No two people react to life experiences exactly the same. Whether it’s a loved one cheating, an unexpected pregnancy, or being given a cactus when you expected a cat, reactions can be similar but they are fundamentally individual. It seems like an easy enough statement, some might argue it’s common sense, but it’s surprisingly difficult to remember when it comes right down to it. Zelos is a film that reminds us of exactly that.
This Australian dramedy about Sarah and Bernard, a couple learning and living through the fragility of love, artistically captures one of life’s learning moments in an extremely raw way.
The film is largely of the two characters reacting to an incident we, the audience, did not see on screen. While I felt slightly disconnected to the characters because I didn’t know enough about them or the incident they were reacting to, I am very happy Zelos was written this way. Doing so, without negating the complications of the incident, leaves us with one question: Is cheating wrong?
As Claire Harris, writer and produce of Zelos, said in our interview: “…. My intention is really to get people thinking about these things instead of preaching at them.” Not knowing who Sara and Bernard are as individuals, not even their last names, I wondered how I would comfort either of them if I were their friend. If I were Bernard’s friend, would I tell him he could do better than a cheater? Would I tell Sarah she did the right thing by telling the truth and can only do so much for Bernard? I answered yes to both.
But Sarah and Bernard are not my friends. They are two strangers I quietly watched as a partially omniscient viewer. Why was it so important for me to know the parties involved before I decided who was in the wrong? Is cheating wrong only when it’s done to someone I care about? Is cheating okay if you come clean about it? I came to no answer.
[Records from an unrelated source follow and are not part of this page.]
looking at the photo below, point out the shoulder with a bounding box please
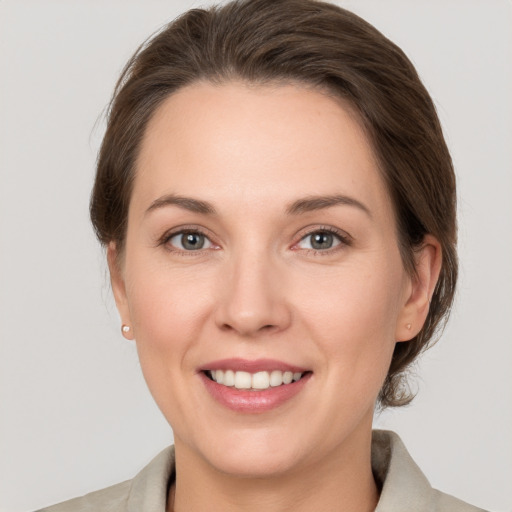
[35,445,175,512]
[35,480,132,512]
[431,488,489,512]
[372,430,489,512]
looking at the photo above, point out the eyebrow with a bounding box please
[145,193,371,218]
[145,194,217,216]
[286,194,372,217]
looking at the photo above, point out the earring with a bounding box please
[121,324,131,334]
[406,323,412,330]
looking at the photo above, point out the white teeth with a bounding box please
[234,371,252,389]
[209,369,305,390]
[269,370,283,387]
[283,371,293,384]
[252,371,270,389]
[223,369,235,386]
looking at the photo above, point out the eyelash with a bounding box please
[293,226,352,256]
[157,226,218,257]
[158,225,352,256]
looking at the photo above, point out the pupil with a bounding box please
[182,233,204,250]
[311,232,333,250]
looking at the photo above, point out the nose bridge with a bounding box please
[215,241,290,336]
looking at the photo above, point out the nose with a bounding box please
[214,250,292,337]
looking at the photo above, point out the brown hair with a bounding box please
[91,0,457,407]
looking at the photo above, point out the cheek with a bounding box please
[122,258,219,424]
[123,257,219,399]
[295,257,405,379]
[301,262,402,332]
[126,257,213,338]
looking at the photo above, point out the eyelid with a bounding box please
[156,224,352,255]
[157,225,219,252]
[291,225,353,252]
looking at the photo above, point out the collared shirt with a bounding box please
[37,430,488,511]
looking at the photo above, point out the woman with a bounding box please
[37,0,489,510]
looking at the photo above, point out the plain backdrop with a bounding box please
[0,1,511,511]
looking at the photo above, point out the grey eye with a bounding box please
[169,232,212,251]
[298,231,341,250]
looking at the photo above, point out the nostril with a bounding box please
[219,323,277,334]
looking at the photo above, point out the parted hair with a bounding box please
[91,0,457,407]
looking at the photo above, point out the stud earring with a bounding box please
[121,324,131,334]
[406,323,412,330]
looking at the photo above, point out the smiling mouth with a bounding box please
[204,369,309,391]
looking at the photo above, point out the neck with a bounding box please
[168,426,379,512]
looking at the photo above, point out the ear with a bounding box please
[107,242,134,340]
[395,234,442,342]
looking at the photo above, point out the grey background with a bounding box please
[0,1,510,511]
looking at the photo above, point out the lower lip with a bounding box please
[200,372,312,413]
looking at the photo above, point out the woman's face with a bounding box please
[111,82,424,477]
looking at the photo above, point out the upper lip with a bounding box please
[199,358,309,373]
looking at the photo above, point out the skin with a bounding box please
[109,82,441,512]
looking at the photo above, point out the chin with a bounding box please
[190,427,308,478]
[211,449,302,479]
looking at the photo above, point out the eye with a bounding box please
[296,229,345,251]
[167,231,213,251]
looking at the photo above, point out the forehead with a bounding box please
[133,81,391,219]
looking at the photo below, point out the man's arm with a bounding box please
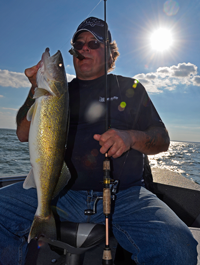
[16,62,41,142]
[16,87,35,142]
[93,126,170,158]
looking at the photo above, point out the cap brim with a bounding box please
[72,29,104,43]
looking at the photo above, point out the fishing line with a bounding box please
[86,0,103,18]
[59,0,103,52]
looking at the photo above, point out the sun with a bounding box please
[150,28,173,52]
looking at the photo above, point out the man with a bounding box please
[0,17,197,265]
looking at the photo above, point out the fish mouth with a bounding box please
[36,48,65,97]
[42,48,62,68]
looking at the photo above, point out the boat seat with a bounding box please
[38,221,105,265]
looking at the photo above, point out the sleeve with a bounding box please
[135,82,165,131]
[117,76,166,131]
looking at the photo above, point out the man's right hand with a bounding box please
[24,61,41,88]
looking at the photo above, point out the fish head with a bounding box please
[36,48,67,97]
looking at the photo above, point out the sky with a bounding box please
[0,0,200,142]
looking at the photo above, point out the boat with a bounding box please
[1,168,200,265]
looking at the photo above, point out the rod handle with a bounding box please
[103,188,111,215]
[102,248,113,265]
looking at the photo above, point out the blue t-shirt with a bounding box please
[65,74,165,191]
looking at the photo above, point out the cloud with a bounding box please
[157,67,171,76]
[146,73,157,80]
[133,62,200,93]
[66,73,75,82]
[0,69,29,88]
[2,107,18,111]
[193,76,200,86]
[0,63,199,94]
[171,63,197,78]
[0,69,76,88]
[134,73,162,93]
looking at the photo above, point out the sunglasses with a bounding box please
[73,40,101,50]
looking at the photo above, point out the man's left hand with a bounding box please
[93,129,132,158]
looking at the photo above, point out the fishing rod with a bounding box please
[68,2,117,263]
[102,1,113,264]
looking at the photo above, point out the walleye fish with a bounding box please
[23,48,71,243]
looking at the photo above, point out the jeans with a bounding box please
[0,182,198,265]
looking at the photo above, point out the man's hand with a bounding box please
[93,129,133,158]
[24,61,41,88]
[94,127,170,158]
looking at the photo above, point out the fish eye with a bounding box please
[58,63,63,68]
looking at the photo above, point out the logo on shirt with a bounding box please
[99,96,118,102]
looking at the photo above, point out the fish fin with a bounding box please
[23,168,36,189]
[33,87,50,99]
[52,162,71,199]
[26,104,35,122]
[28,213,56,244]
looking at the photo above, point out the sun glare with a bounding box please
[150,28,173,52]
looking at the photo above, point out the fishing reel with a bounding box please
[84,180,119,216]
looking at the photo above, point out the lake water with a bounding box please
[0,128,199,185]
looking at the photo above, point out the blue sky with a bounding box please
[0,0,200,142]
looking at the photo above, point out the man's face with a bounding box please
[73,32,105,80]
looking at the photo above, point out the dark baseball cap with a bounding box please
[72,17,112,43]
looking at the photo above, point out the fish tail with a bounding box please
[28,212,56,244]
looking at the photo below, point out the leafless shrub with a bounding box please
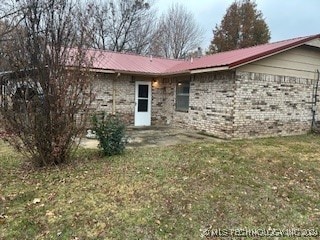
[0,0,95,166]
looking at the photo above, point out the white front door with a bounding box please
[134,81,152,126]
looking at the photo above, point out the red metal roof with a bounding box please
[87,49,182,75]
[88,34,320,75]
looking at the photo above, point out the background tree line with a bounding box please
[87,0,204,59]
[1,0,270,63]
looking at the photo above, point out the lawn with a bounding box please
[1,134,320,239]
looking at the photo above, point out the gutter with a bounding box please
[112,72,121,115]
[89,68,115,74]
[88,67,231,77]
[90,68,193,77]
[190,66,229,74]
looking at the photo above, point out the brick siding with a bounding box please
[90,70,319,139]
[233,71,318,138]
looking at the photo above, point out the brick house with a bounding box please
[3,35,318,139]
[88,34,320,139]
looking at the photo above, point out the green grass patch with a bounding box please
[1,134,320,239]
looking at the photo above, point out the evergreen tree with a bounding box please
[208,0,270,53]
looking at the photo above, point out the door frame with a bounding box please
[134,81,152,126]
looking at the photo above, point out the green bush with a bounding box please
[92,113,126,156]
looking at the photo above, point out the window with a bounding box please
[137,84,149,112]
[176,81,190,112]
[12,82,42,113]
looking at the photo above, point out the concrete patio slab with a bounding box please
[80,126,221,149]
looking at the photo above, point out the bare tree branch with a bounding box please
[90,0,156,54]
[0,0,95,166]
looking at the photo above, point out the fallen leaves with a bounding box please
[1,135,320,239]
[0,214,8,224]
[32,198,41,204]
[45,210,55,218]
[0,195,5,202]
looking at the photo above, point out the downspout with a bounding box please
[311,70,320,130]
[112,73,120,115]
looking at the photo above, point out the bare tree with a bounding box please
[149,3,203,59]
[0,1,24,40]
[0,1,27,71]
[0,0,95,166]
[90,0,155,54]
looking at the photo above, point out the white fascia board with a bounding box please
[89,68,115,74]
[190,66,229,74]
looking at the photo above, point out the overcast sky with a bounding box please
[154,0,320,51]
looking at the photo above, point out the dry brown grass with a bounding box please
[1,134,320,239]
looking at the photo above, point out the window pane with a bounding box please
[138,85,149,98]
[138,99,148,112]
[176,81,190,112]
[176,95,189,111]
[177,82,190,94]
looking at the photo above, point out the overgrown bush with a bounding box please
[92,113,127,156]
[0,0,95,167]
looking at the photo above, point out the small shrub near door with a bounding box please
[92,113,127,156]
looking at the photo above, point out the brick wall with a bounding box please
[153,72,237,138]
[187,72,236,138]
[90,70,319,139]
[91,73,135,124]
[151,78,174,125]
[92,74,167,126]
[154,71,318,139]
[151,77,190,127]
[233,71,317,138]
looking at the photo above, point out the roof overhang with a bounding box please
[88,68,193,77]
[229,34,320,69]
[190,66,229,74]
[89,68,115,74]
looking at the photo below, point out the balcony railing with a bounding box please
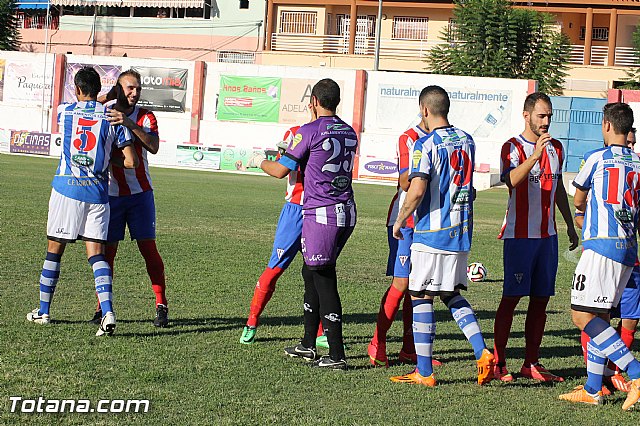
[271,33,438,58]
[17,14,59,30]
[273,35,640,67]
[568,45,640,66]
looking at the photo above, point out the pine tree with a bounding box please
[427,0,570,95]
[621,25,640,90]
[0,0,21,51]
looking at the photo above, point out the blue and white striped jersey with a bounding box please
[573,145,640,266]
[53,101,132,203]
[410,125,475,252]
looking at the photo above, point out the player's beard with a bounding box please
[529,118,547,138]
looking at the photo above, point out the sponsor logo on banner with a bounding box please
[132,66,188,113]
[63,63,121,103]
[176,145,221,169]
[4,60,53,106]
[218,75,281,123]
[364,160,397,175]
[9,130,51,155]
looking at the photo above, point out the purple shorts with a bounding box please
[301,220,354,269]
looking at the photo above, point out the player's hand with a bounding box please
[276,141,288,156]
[246,152,266,168]
[567,226,579,251]
[531,133,551,161]
[107,108,134,128]
[392,221,405,240]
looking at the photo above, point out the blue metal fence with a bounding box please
[549,96,606,173]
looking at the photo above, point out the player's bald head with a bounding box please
[419,86,449,117]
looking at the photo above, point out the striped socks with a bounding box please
[39,252,61,315]
[89,254,114,315]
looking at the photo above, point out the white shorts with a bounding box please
[46,189,110,243]
[409,249,469,296]
[571,249,633,314]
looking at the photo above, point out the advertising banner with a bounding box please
[0,59,5,102]
[279,78,343,125]
[365,72,531,168]
[132,67,188,113]
[3,60,53,106]
[218,76,281,123]
[176,144,221,169]
[220,145,278,172]
[63,63,122,103]
[9,130,52,155]
[356,132,399,183]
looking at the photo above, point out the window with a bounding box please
[335,14,376,37]
[217,50,256,64]
[447,18,459,43]
[579,27,609,41]
[392,16,428,40]
[239,0,249,9]
[279,11,317,34]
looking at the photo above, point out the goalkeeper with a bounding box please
[239,125,324,345]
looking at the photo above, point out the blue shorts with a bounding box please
[612,266,640,319]
[267,202,303,270]
[386,226,413,278]
[107,190,156,242]
[503,236,558,297]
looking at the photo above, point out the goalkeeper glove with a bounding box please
[246,152,266,168]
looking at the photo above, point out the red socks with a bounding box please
[247,267,285,327]
[620,325,636,350]
[372,284,404,344]
[401,294,415,353]
[137,240,167,307]
[524,297,549,365]
[581,330,591,364]
[493,297,520,365]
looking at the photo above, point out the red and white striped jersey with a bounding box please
[283,126,304,205]
[386,124,429,227]
[109,106,158,196]
[498,134,565,239]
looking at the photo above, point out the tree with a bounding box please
[0,0,21,51]
[620,25,640,90]
[428,0,570,95]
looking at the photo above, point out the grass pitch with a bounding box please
[1,154,638,425]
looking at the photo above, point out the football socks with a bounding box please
[445,294,486,360]
[39,252,61,315]
[247,266,284,327]
[584,317,640,380]
[89,254,114,315]
[412,299,435,377]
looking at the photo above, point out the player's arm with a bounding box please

One thing we do know about the couple is they were – perhaps are – very much in love. I have no doubt in my mind that Sarah and Bernard loved each other. More importantly, I have no doubt that they loved each other equally. It was the writing, casting, and acting that made the two such a real couple; a team effort that the Zelos crew should really be proud of.
While the loving montage of Sarah and Bernard at the start of the film showed how much they loved and had fun spending time together, that was all it did. Ironically, the moments that truly showed the two were in love were in their distinctive pain: the pain in having hurt someone who would never have done the same and the pain in having been hurt by someone who should have known better.
I think this was best captured in my favourite scene where Sarah and Bernard are sitting in silence after her welcome home party. Desperation, anger, hurt, and so many other palpable emotions, all very negative, fill the room. As Bernard clears the plates, a failed attempt to do the same with his mind, Sarah tugs at his arms and a plate falls out of his hands and breaks. Sarah immediately bends over to collect the broken pieces and after a few breaths Bernard drops the rest of the plates on the floor by her and walks away. The scene ends with Sarah in shock surrounded by the shards.
The allegory from what we see on screen to what the characters must be feeling is orchestrated so respectfully and artistically that this scene left me in awe. Bernard’s plates that broke because of Sarah’s tug in parallel to Bernard’s heart and trust that broke because of Sara’s affair, both times where she did not intend or want anything to end up broken. Then Sarah immediately trying to collect the pieces to remedy the situation and Bernard taking a moment’s break before dropping the rest alluding to Sarah’s proposed solution for Bernard to cheat and him having a difficult time trying and ultimately rejecting it. Sarah left alone with the plate pieces as she is often throughout the rest of the movie reading a book at home while Bernard is out playing squash, at parties, or with Rebecca. Separate from the scene, Bernard later replacing his own plates masterfully implies he’d have to fix this himself without Sarah’s solution.
I also would like to applaud the roles Charlie and Rebecca’s relationship play in the film. I, and probably rest of the audience, did not realise they were having troubles until their sudden spat during the board game. Sarah and Bernard reacting to their friends fight, which quickly escalated to Charlie moving out and their break up perfectly translated our reactions to Sarah and Bernard. Charlie and Rebecca’s individual struggles as they both wrongly assume the other’s lack of care or the permanence of the separation make clear how easily love can be misunderstood and broken. Yet as we see and understand this through their romance, Sarah does not and so she summarises her friends’ relationship in passing mentions, “Do you think they’ll break up?” and then later, “They broke up. I saw it on Facebook” which depicts her as an outsider just as we are to her and Bernard’s situation.
As the film went on, the comedy seemed a little oddly timed but such timing added to the unexpected reality of life and the human need to use or seek humour and light as a barrier. Above all, the way the sarcasm was written and performed was phenomenal and deservingly puts the film in the dramedy genre without it needing ridiculous or cheesy jokes.
As a whole, Zelos is a film I am thrilled to have seen. The countless homage to Sydney, the realness of the characters, the clever approach to the open-endedness of modern romance and relationships, and the thematic balance between what we want from life and what life gives us all come together in a project successfully produced.